Furthermore, the party’s policy towards repressive state bodies, specifically the Military Police, completely breaks with the Leninist policy regarding the roll of agents of repression. One of the main actions of the Russian Revolution of 1917 was the dismantling of the police. But in its federal CSP-Conlutas Trade Union, the PSTU has members from the police associations (the latter are prohibited from creating their own trade unions). This puts in direct contact as “colleagues” the leaders of social resistance movements with representatives of repressive police groups. (2)
The left-centrist PCO (Workers Cause Party) has as its candidate for president the journalist Rui Costa. For years the PCO has participated in Brazil’s presidential elections, always winning a very low percentage of votes. In the last presidential elections held in 2010, the combined total number of votes cast for the candidates of the PCO, PSTU, PSOL, and PCB was less than 1% of the electorate. This being the case, the analysis of the survey data regarding the appeal of the PCO among the masses is equally applicable to the other parties: it is regarded by the press as being far-left, i.e., the bourgeois press puts the PCO as far to the left as PSOL and PSTU. This has consequences: in a largely conservative electorate, the penetration of the PCO in the working class is very limited. However, the PCO is the only remaining party presenting its electoral program on television and radio and warning that “bourgeois elections are useless for the working class, and only benefit the bourgeoisie.” Furthermore they maintain that “the social revolution is the way for the working class.” Important too, considering the obvious lack of democracy in the current electoral laws of Brazil, in which the very small parties are prevented from to competing, the PCO has opened up its party for the other far-left groups so that the latter can run in elections under their own party program.

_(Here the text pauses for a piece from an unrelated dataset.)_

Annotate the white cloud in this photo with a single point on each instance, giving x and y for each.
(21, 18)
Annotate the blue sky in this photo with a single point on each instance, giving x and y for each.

The PCO supports the complete abolition of the police. According to a report by the OAB-RJ (Order of Lawyers of Brazil-Rio de Janeiro section) police in Brazil are among the biggest killers in the world. According to this data, between 2001 and 2011, there was an astonishing increase in the number of deaths caused by police and registered as "resistance." The number of such deaths peaked in 2007. In Rio de Janeiro, 12,000 acts of resistance were analyzed; 60% were pure and simple execution, many victims having been shot in the neck.
We have no programmatic agreement with the PCO. We have very different views when it comes to the characterization of the contemporary roles of Russia and China which we see as imperialist countries. We do not advocate the release of criminals from PT like former minister José Dirceu and former PT leader José Genoíno. Contrary to the PCO, we advocate that the movement "We will not have the Cup" had legitimate claims because of the repressive apparatus that displaced thousands of people from their homes and because of the continued shortage that is still happening in public hospitals, public health in general, housing and education. However, the PCO has not crossed the class line as has the PSOL and they have not betrayed or boycotted the struggles of workers' strikes as PSTU and PSOL have, and still do. For this reason, the Brazilian CCR-section of RCIT gives critical electoral support to PCO.